Rivera has collaborated on a comic book series published by Boom Studios titled “Lumberjanes.” Rivera is also the creator of the 2017-2018 Marvel Comic “America,” which features America Chavez, Marvel’s first Latin-American LGBTQ+ character to have her own solo comic series. America is written as smart, tough with a big heart and a fighter set on defending and upholding justice.
Over the summer, the LASO board met with Assistant Dean of Student Affairs for Inclusion and Diversity and Director of Multicultural Student Life Eduardo Pazos to discuss possible event ideas for Latinx Heritage Month, with an appearance by Rivera in mind.
“This year we wanted to cover some of the topics that aren’t talked much about within the Latin American community, a group of people that are simply clumped together with vast differences and unique experiences, such as queerness as a taboo topic.” LASO President Fransisco Adame-Perez ‘24 said.
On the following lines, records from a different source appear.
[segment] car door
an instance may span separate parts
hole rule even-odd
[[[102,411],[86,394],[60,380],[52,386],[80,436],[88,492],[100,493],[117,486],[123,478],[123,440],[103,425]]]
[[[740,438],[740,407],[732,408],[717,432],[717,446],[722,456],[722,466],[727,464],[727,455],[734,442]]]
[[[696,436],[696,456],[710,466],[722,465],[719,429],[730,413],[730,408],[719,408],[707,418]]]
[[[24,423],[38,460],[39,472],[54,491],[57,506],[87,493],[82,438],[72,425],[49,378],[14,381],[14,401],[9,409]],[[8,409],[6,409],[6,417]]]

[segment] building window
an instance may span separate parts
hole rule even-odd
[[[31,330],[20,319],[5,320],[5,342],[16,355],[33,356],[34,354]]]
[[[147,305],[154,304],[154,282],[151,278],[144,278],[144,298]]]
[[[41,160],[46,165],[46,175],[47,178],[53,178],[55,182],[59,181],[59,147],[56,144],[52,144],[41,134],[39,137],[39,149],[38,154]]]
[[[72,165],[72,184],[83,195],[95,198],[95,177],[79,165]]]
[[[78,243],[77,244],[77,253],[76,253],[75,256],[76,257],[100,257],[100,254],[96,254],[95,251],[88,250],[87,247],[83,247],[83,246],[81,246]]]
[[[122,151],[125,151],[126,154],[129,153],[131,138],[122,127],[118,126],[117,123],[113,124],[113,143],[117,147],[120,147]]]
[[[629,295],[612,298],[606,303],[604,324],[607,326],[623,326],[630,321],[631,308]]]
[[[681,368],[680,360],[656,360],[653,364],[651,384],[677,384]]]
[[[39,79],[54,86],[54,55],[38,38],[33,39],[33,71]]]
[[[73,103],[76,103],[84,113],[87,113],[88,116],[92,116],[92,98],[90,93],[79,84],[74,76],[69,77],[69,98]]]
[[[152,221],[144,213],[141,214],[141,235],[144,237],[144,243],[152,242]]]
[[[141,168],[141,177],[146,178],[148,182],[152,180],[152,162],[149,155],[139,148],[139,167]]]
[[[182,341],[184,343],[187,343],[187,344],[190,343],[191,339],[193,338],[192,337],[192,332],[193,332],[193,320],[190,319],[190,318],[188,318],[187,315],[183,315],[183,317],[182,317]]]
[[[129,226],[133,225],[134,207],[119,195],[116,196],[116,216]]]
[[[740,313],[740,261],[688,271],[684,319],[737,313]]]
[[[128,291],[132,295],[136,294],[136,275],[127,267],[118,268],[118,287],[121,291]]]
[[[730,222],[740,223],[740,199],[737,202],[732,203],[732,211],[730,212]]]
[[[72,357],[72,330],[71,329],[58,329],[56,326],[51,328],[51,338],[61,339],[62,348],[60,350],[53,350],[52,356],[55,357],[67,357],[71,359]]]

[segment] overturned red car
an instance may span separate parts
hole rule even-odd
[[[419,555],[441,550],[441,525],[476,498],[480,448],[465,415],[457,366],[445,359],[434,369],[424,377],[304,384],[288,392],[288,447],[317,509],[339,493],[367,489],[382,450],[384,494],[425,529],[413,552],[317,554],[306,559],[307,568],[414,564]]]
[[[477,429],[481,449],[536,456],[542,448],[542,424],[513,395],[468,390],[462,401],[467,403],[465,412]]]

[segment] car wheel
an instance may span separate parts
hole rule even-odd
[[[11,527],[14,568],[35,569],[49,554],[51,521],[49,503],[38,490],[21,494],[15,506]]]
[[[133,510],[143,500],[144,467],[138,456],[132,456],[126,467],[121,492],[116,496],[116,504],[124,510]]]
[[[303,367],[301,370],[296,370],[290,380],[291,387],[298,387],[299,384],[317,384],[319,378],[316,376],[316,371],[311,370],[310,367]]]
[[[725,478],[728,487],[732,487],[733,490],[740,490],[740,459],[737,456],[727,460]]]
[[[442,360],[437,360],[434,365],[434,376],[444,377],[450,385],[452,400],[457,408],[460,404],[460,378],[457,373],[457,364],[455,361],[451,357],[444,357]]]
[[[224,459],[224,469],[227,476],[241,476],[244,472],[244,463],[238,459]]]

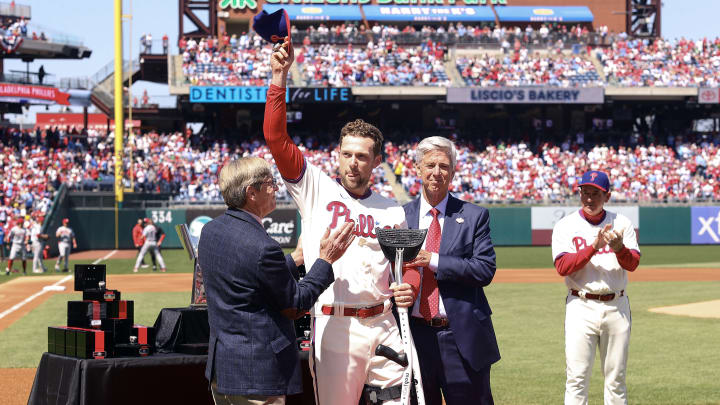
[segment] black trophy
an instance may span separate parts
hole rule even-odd
[[[396,283],[402,283],[402,264],[409,262],[420,253],[427,229],[380,229],[375,228],[380,248],[385,257],[393,261],[395,264],[394,277]],[[410,333],[410,320],[408,317],[408,309],[406,307],[397,308],[400,318],[400,332],[402,333],[403,349],[407,358],[407,366],[403,372],[402,391],[400,403],[403,405],[410,404],[410,393],[412,385],[415,383],[415,392],[417,394],[418,405],[425,405],[425,394],[422,388],[422,379],[420,378],[420,364],[417,360],[417,352],[415,351],[415,343]],[[377,349],[376,349],[377,351]],[[405,359],[403,359],[405,360]],[[404,363],[404,361],[403,361]],[[413,376],[414,374],[414,376]],[[414,379],[413,379],[414,377]]]

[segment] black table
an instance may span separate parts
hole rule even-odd
[[[302,394],[288,405],[313,405],[307,352],[301,352]],[[205,379],[207,356],[154,354],[85,360],[45,353],[35,372],[28,405],[212,405]]]
[[[85,360],[45,353],[28,405],[208,404],[207,356]]]

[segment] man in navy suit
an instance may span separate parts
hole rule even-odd
[[[210,323],[205,377],[216,404],[284,404],[302,391],[293,319],[334,281],[332,263],[352,243],[353,224],[325,233],[298,282],[302,258],[284,256],[262,225],[275,209],[270,165],[241,158],[218,180],[228,209],[203,227],[198,244]]]
[[[495,275],[489,214],[449,195],[456,162],[452,141],[425,138],[416,153],[422,196],[403,208],[408,226],[428,229],[428,235],[406,264],[395,299],[412,306],[425,402],[440,405],[444,396],[447,405],[492,404],[490,365],[500,352],[483,292]]]

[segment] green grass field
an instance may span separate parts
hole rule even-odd
[[[547,247],[496,249],[500,268],[550,267]],[[184,251],[163,252],[169,271],[188,272]],[[703,264],[718,267],[716,246],[643,247],[643,266]],[[715,263],[714,266],[708,265]],[[53,265],[54,263],[48,263]],[[109,260],[111,274],[131,273],[133,260]],[[148,269],[144,269],[147,272]],[[17,276],[0,276],[3,281]],[[651,313],[649,308],[718,299],[720,282],[634,282],[628,286],[633,330],[627,383],[632,404],[720,404],[720,319]],[[135,300],[137,323],[152,325],[161,308],[181,307],[187,293],[123,294]],[[497,404],[558,404],[565,379],[566,290],[551,284],[498,283],[486,288],[502,360],[493,366]],[[0,332],[0,367],[36,367],[47,350],[47,326],[63,325],[68,299],[57,294]],[[602,403],[602,373],[596,360],[591,404]]]
[[[640,265],[645,267],[679,266],[679,267],[718,267],[720,268],[720,249],[717,246],[643,246]],[[285,249],[289,253],[291,249]],[[500,269],[534,269],[552,267],[552,253],[549,246],[530,247],[496,247],[497,265]],[[163,250],[163,258],[170,273],[186,273],[192,270],[187,254],[182,249]],[[88,264],[92,260],[70,261],[70,269],[76,263]],[[145,262],[150,264],[150,256],[145,256]],[[4,262],[3,265],[6,265]],[[107,264],[108,274],[130,274],[135,265],[135,259],[113,259],[104,261]],[[45,265],[53,272],[55,260],[46,260]],[[20,269],[20,263],[13,267]],[[2,267],[4,270],[4,266]],[[149,269],[141,269],[147,272]],[[33,276],[32,261],[28,261],[28,276]],[[47,273],[45,273],[47,274]],[[55,273],[53,273],[55,274]],[[57,273],[62,274],[62,273]],[[22,273],[11,273],[5,276],[0,273],[0,283],[21,277]]]
[[[633,404],[720,403],[720,320],[648,312],[655,306],[717,299],[720,282],[632,283],[633,331],[628,388]],[[497,404],[558,404],[564,389],[565,288],[557,284],[495,284],[486,289],[502,360],[493,366]],[[68,299],[54,295],[0,332],[0,367],[36,367],[47,350],[47,326],[65,323]],[[185,306],[188,293],[127,294],[138,323],[152,325],[161,308]],[[596,361],[591,404],[602,403]]]

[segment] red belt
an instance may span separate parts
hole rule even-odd
[[[616,296],[617,296],[617,297],[622,297],[624,293],[625,293],[625,290],[620,291],[619,294],[615,294],[615,293],[612,293],[612,294],[590,294],[590,293],[585,293],[584,295],[585,295],[585,298],[588,298],[588,299],[591,299],[591,300],[597,300],[597,301],[612,301],[612,300],[615,299]],[[570,290],[570,294],[571,294],[571,295],[574,295],[574,296],[576,296],[576,297],[581,297],[581,298],[582,298],[582,295],[580,295],[580,291],[578,291],[578,290],[572,290],[572,289],[571,289],[571,290]]]
[[[385,308],[385,304],[377,304],[373,307],[363,308],[345,308],[343,316],[355,316],[358,318],[370,318],[371,316],[380,315]],[[325,315],[335,315],[335,307],[332,305],[323,305],[321,311]]]
[[[448,318],[431,318],[430,320],[427,320],[425,318],[412,316],[410,317],[410,320],[425,326],[432,326],[433,328],[447,328],[450,326],[450,320]]]

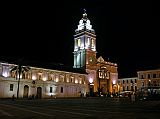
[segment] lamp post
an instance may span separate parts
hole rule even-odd
[[[120,86],[119,86],[119,83],[118,83],[118,97],[120,95]]]
[[[101,95],[100,95],[100,75],[99,74],[100,74],[100,69],[98,69],[98,81],[99,81],[98,82],[99,83],[98,84],[98,96],[101,97]]]

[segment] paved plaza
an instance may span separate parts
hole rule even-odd
[[[158,119],[160,101],[118,98],[0,100],[0,119]]]

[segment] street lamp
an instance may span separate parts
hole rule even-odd
[[[98,73],[98,96],[100,97],[101,96],[100,95],[100,69],[98,69],[97,73]]]

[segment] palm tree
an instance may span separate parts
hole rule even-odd
[[[21,74],[23,74],[24,72],[27,72],[29,70],[30,70],[30,68],[28,66],[23,66],[22,62],[19,62],[18,65],[11,68],[11,72],[12,71],[16,72],[16,79],[18,76],[17,99],[19,98],[19,83],[20,83],[20,78],[21,78],[20,76],[21,76]]]

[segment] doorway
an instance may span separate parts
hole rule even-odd
[[[41,98],[42,98],[42,88],[37,87],[37,99],[41,99]]]
[[[29,92],[29,86],[25,85],[24,86],[23,98],[28,98],[28,92]]]

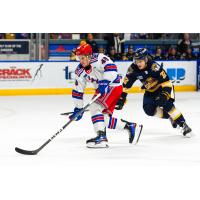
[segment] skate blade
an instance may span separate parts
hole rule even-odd
[[[108,147],[109,147],[108,144],[105,142],[101,142],[100,144],[95,144],[95,143],[87,144],[87,148],[91,149],[103,149]]]
[[[142,129],[143,129],[143,125],[139,125],[138,128],[136,128],[136,135],[135,138],[133,140],[134,145],[136,145],[140,139],[140,135],[142,133]]]
[[[192,133],[187,133],[186,135],[183,136],[184,138],[191,138],[192,137]]]

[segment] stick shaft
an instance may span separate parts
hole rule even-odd
[[[69,124],[71,124],[75,119],[83,113],[92,103],[94,103],[101,94],[98,94],[95,96],[90,103],[88,103],[83,109],[81,109],[74,117],[72,117],[60,130],[58,130],[51,138],[49,138],[42,146],[40,146],[37,150],[34,150],[34,154],[37,154],[39,151],[41,151],[47,144],[49,144],[57,135],[59,135]]]
[[[89,110],[85,110],[85,112],[88,112]],[[61,115],[71,115],[73,112],[66,112],[66,113],[61,113]]]

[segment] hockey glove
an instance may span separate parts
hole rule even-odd
[[[122,110],[122,108],[124,107],[124,104],[126,103],[126,96],[127,96],[127,93],[123,92],[115,106],[116,110]]]
[[[97,90],[101,95],[104,95],[109,92],[109,86],[108,86],[109,83],[110,83],[110,81],[108,81],[108,80],[101,80],[98,82],[99,87]]]
[[[166,91],[162,91],[156,98],[156,104],[159,107],[163,107],[169,99],[170,99],[170,94]]]
[[[73,114],[71,114],[71,115],[69,116],[69,118],[72,119],[80,110],[82,110],[82,109],[81,109],[81,108],[74,108],[74,112],[73,112]],[[83,117],[83,113],[84,113],[84,112],[82,112],[82,113],[75,119],[75,121],[79,121],[79,120]]]

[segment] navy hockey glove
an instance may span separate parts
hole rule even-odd
[[[156,98],[156,104],[159,107],[163,107],[169,99],[170,99],[170,94],[166,91],[162,91]]]
[[[102,80],[98,82],[99,87],[97,90],[101,95],[104,95],[109,92],[109,86],[108,86],[109,83],[110,81],[107,81],[107,80]]]
[[[74,108],[74,112],[73,112],[73,114],[71,114],[71,115],[69,116],[69,118],[72,119],[80,110],[82,110],[82,108]],[[84,113],[84,112],[82,112],[82,113],[75,119],[75,121],[79,121],[79,120],[83,117],[83,113]]]
[[[127,93],[123,92],[115,106],[116,110],[122,110],[122,108],[124,107],[124,104],[126,103],[126,96],[127,96]]]

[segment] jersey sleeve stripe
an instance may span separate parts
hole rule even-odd
[[[117,66],[115,64],[107,64],[104,67],[104,71],[108,72],[108,71],[117,71]]]
[[[78,68],[75,70],[75,74],[76,74],[77,76],[80,76],[80,75],[83,73],[83,71],[84,71],[83,68],[78,67]]]

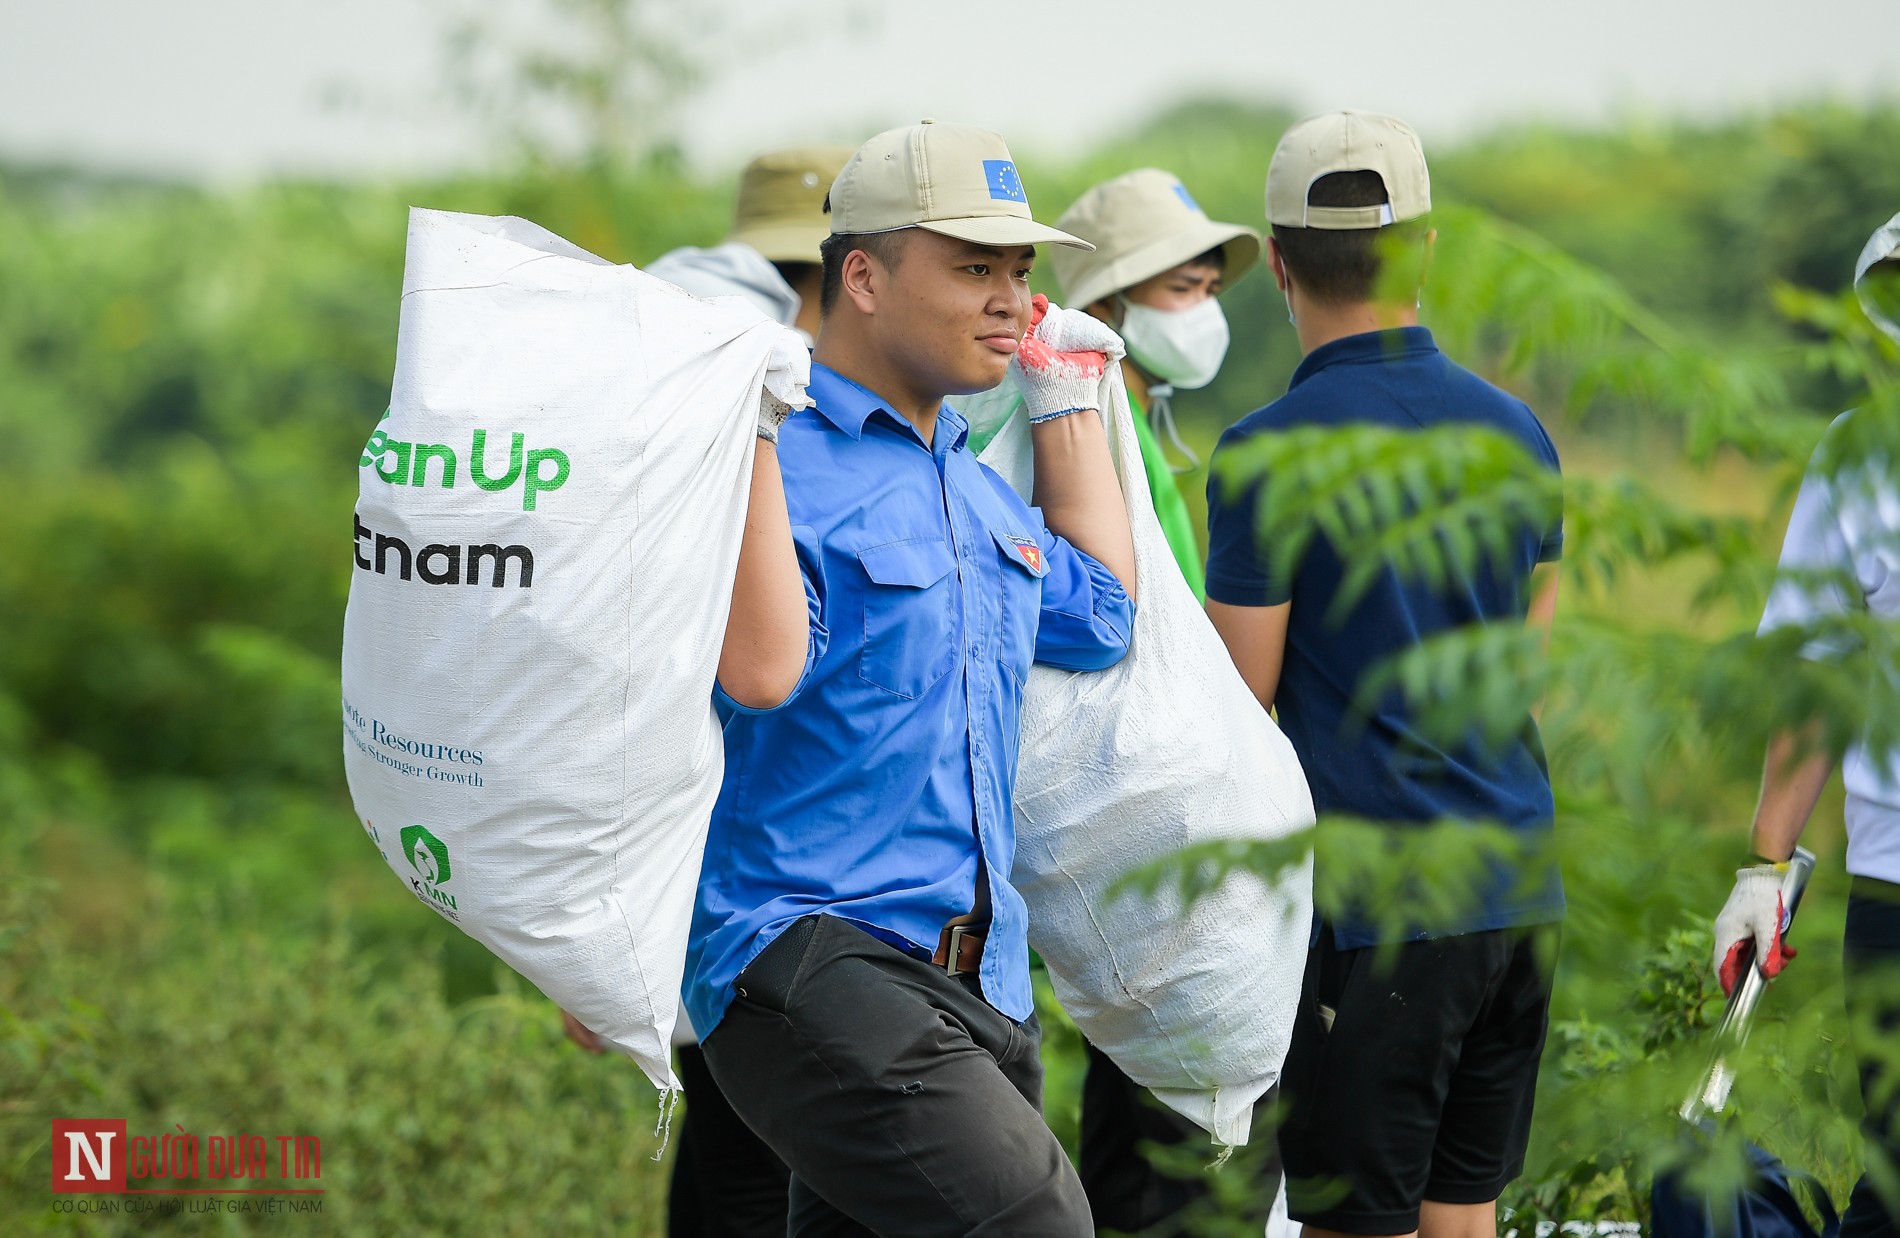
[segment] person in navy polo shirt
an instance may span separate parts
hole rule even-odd
[[[1454,364],[1418,325],[1433,234],[1418,137],[1336,112],[1288,130],[1267,172],[1268,265],[1304,354],[1286,395],[1222,437],[1217,462],[1304,426],[1485,427],[1542,466],[1557,453],[1519,401]],[[1397,692],[1367,708],[1366,673],[1467,624],[1548,625],[1562,514],[1512,528],[1506,563],[1433,588],[1391,567],[1336,613],[1349,565],[1323,534],[1296,562],[1256,538],[1272,476],[1208,488],[1208,616],[1262,705],[1277,708],[1322,814],[1395,827],[1444,820],[1518,831],[1527,857],[1476,905],[1427,918],[1330,909],[1315,926],[1282,1076],[1290,1215],[1309,1238],[1490,1238],[1522,1170],[1550,1002],[1562,887],[1535,721],[1502,745],[1447,747]],[[1516,871],[1503,871],[1515,869]],[[1350,906],[1350,905],[1349,905]],[[1384,947],[1384,949],[1378,949]]]
[[[1128,649],[1134,542],[1094,395],[1119,341],[1032,300],[1034,246],[1086,242],[1032,219],[993,133],[880,134],[829,205],[816,407],[759,445],[720,659],[686,1005],[791,1168],[791,1233],[1081,1238],[1041,1116],[1010,792],[1030,666]],[[1035,507],[944,403],[1012,365]]]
With help from Pazos and the Center for Multicultural Life along with the Sexuality, Women and Gender Center, LASO was able to schedule an event with Rivera. The aim of the event was to encourage students to take inspiration from Rivera’s achievements.
“We were inspired by the importance of Gabby’s role in representing a queer Latina of color in the Marvel world, an area that is dominated by white superheroes,” Adame-Perez said. “So we hope that this inspires students to pave new paths in their respective interests whether that be relating to one’s career, passions or hobbies.”
One of the major reasons for America Chavez’s popularity is her relatability. She’s an unstoppable superhero, but she is also a very human character.
Angela Delgado, a member of the Class of 2025, was in attendance at the event and was motivated by Rivera’s personal and professional journey as a Latina author.
“She’s a huge inspiration … Her talk was so empowering, and I related to a lot of her personal experiences. I’m so glad to have been able to meet someone who overcame so many barriers that I feel myself facing now,” Delgado said. “Seeing Gabby live her best life despite past hardships with such a lively and joyful personality makes me feel like I can get through anything.”
Rivera’s writing has resonated with so many readers by creating characters for those who have been denied representation for too long.
“As a wider message, we hope the Bowdoin community is able to appreciate and value the [influence] that the Latinx community has both historically and presently on shaping the society we live in today,” Adame-Perez said. “We often isolate the history of communities of color in the United States as separate rather than framing it as a part of the cultural shaping of our country today.”